In addition to amplifying all the target exons in only 2 tubes, we also sequenced DNA pools. This approach would also reduce the cost of processing single individuals, a fact that would reduce the cost of screening large numbers of individuals. The amplification of single fragments from DNA pools has been used to re-sequence and discover rare variants linked to common diseases, as well to uncover mutations in mendelian disorders.^21–23 Although DNA-pools have been successfully sequenced with other NGS platforms, some authors concluded that barcoding of individual samples before pooling (rather than a genomic DNA pooling strategy) is preferred to avoid false negatives.¹⁰ If a fragment was not amplified from a particular DNA in the pool, the patient should be wrongly classified as a non-mutation carrier. We think this was unlikely in the present study because we excluded the occurrence of false negatives in 60 patients who were both Sanger and NGS sequenced for the 9 genes. Also, all the pools used high-quality DNA previously assayed and quantified through Taqman assays. In addition, the power to detect rare mutations could be increased by sequencing overlapping population pools in which each individual occurs in 2 pools.²⁴ One of the main limitations of the PGM (and other NGS platforms) is the presence of false positives, mainly in homopolymer regions >4 nucleotides. With the present VC criteria the specificity for INDELS was 80%, with a sensitivity of 100% in detecting all the true variants inside the pools.

Once validated, we searched for mutations in a total of 76 patients distributed in 4 pools. In addition to new cases, we also included patients who had been partially sequenced or studied through indirect techniques (such as single-strand conformation analysis). We successfully identified the control variants in these discovery pools, and also found a total of 19 rare nucleotide changes that were classified as probably damaging or variants of uncertain effect. All them were confirmed and assigned to 17 patients via Sanger sequencing of the corresponding exon. Two patients were double mutation carriers, a condition that has been linked to poor prognosis.²⁵ In a total of 11 of these index cases we performed family studies and identified a total of 26 mutation carriers (data not shown).

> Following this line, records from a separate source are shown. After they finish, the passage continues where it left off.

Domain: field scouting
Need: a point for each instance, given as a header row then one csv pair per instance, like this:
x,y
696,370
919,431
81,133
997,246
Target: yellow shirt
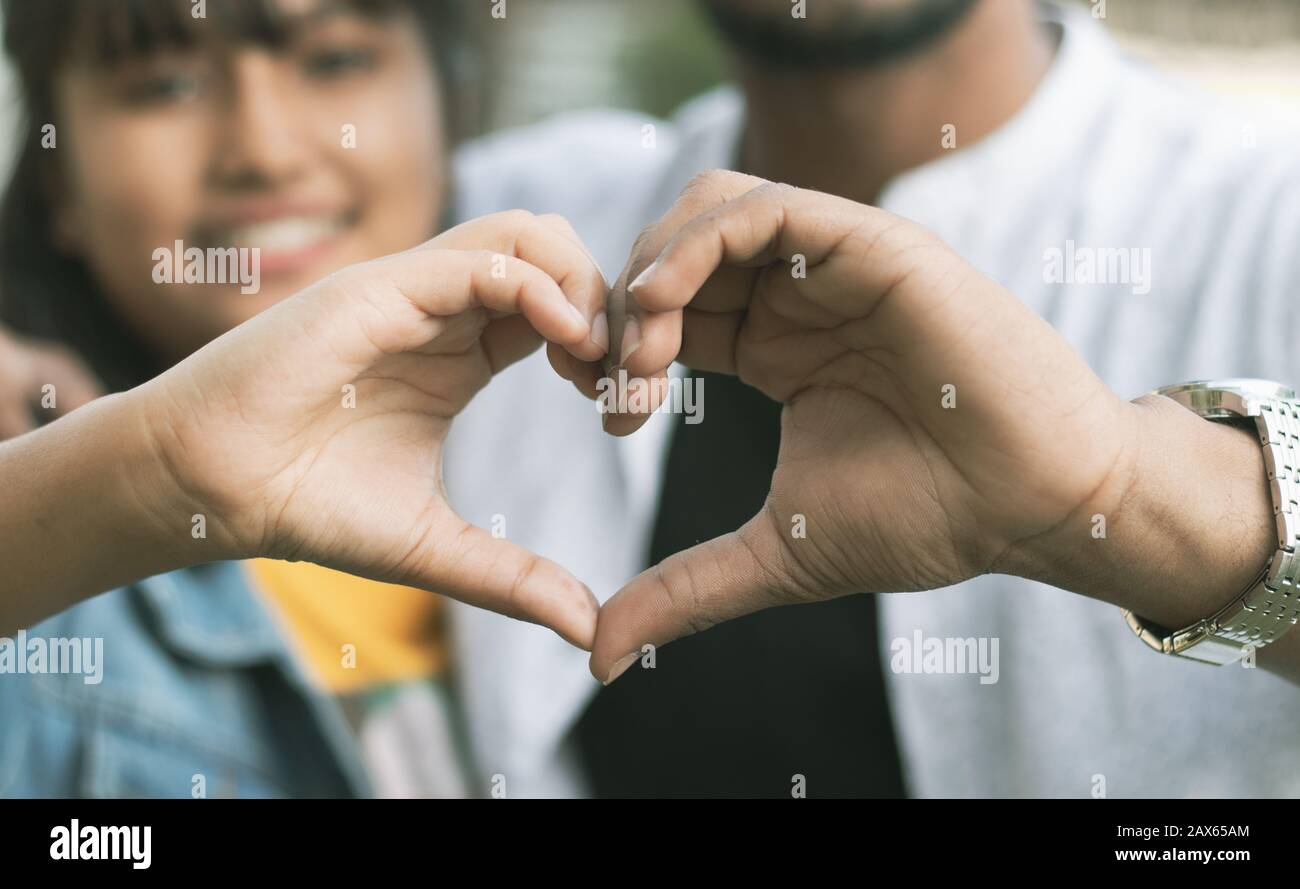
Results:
x,y
355,633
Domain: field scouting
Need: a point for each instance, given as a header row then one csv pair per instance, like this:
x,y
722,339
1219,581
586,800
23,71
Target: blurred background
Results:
x,y
651,55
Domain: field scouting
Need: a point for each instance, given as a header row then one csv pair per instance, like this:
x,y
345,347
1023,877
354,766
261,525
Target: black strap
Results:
x,y
744,707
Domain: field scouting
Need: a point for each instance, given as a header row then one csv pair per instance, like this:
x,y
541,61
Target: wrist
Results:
x,y
173,508
1182,525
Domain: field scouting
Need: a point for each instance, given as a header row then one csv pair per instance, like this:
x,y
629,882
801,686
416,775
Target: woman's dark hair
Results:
x,y
48,294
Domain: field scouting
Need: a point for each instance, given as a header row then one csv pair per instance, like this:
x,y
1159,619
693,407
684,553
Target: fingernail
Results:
x,y
645,276
631,339
620,666
601,332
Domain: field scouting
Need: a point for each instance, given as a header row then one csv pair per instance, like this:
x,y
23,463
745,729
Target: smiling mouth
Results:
x,y
289,234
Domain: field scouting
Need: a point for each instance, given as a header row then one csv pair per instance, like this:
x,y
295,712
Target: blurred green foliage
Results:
x,y
675,56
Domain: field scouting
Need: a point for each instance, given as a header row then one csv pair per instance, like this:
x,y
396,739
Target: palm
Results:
x,y
315,430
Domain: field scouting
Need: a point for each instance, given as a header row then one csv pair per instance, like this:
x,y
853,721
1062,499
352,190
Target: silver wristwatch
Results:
x,y
1270,605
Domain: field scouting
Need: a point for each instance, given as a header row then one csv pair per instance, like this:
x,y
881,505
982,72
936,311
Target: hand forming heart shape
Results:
x,y
913,389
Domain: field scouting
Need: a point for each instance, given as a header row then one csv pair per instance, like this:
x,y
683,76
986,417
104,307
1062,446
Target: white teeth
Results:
x,y
285,234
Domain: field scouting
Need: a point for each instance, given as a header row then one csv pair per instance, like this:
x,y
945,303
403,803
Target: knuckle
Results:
x,y
515,219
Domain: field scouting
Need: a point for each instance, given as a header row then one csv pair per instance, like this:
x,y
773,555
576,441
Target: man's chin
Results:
x,y
837,35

The validation pools contained fewer samples than the discovery pools, and it might be argued that this could affect the results in terms of lower specificity and sensitivity when larger pools undergo NGS. We think this was unlikely in the present study, because the 9 genes were Sanger sequenced in all the 25 patients from the largest pool and we did not find false-negative variants: they were the same false positives as in the validation pools. Although we were able to identify unique nucleotide variants in a pool of 25 individuals (1/50 alleles), the lower level of detection was not identified. Thus, it is possible that rare unique variants could be read over the sequencing noise level in even larger pools.

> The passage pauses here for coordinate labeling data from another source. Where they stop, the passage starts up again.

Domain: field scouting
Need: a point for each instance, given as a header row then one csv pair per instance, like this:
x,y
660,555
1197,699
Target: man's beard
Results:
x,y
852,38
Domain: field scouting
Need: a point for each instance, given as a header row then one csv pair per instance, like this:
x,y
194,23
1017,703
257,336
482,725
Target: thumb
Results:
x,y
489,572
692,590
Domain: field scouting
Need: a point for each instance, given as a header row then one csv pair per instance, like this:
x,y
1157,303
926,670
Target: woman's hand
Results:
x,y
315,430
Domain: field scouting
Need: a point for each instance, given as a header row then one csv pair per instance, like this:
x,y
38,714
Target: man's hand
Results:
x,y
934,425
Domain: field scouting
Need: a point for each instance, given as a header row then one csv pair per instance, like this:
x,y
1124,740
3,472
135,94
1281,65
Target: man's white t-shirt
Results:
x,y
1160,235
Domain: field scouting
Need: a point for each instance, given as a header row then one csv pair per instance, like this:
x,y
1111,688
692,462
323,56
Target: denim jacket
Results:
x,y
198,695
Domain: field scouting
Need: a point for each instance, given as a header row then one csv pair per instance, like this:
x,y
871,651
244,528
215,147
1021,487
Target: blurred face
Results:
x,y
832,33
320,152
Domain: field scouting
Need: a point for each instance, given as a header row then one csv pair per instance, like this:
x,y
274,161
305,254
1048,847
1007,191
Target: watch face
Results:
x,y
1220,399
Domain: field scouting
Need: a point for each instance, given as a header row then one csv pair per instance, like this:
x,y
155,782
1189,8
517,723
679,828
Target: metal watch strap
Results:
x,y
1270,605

An issue to consider when searching for rare variants in DNA pools is the number of Sanger sequences required to characterize the mutation carriers in the pool. Among the 4 discovery pools, the larger number of mutations (n=6) was found in pool D, containing 22 patients. Thus, a total of 132 PCR fragments were amplified and 264 Sanger reads (forward+reverse strands) generated. In comparison, a total of 128 amplicons+5,632 sequence reads would be required for the Sanger sequencing of the 9 genes in the 22 patients. In the case that the number of putative mutations equals the number of samples (N) in the pool and all the mutations are in different amplicons, a total of N² single amplicons would need to be Sanger sequenced. In this way, to identify all the putative mutations would be impractical in cost and labor time for large DNA pools. In this study we created 8 libraries to sequence a total of 136 HCM patients for the price of only approximately €2,400 in library preparation. If we had performed this study using individual barcode samples, the cost of library preparation would have risen to €40,800, 17-fold greater. In addition, 2 technicians carried out the NGS and Sanger assignment of the putative mutations in the 76 patients from the discovery pools in only 4 weeks, a time much shorter than that required to sequence the 9 genes in all the patients on Sanger sequencing.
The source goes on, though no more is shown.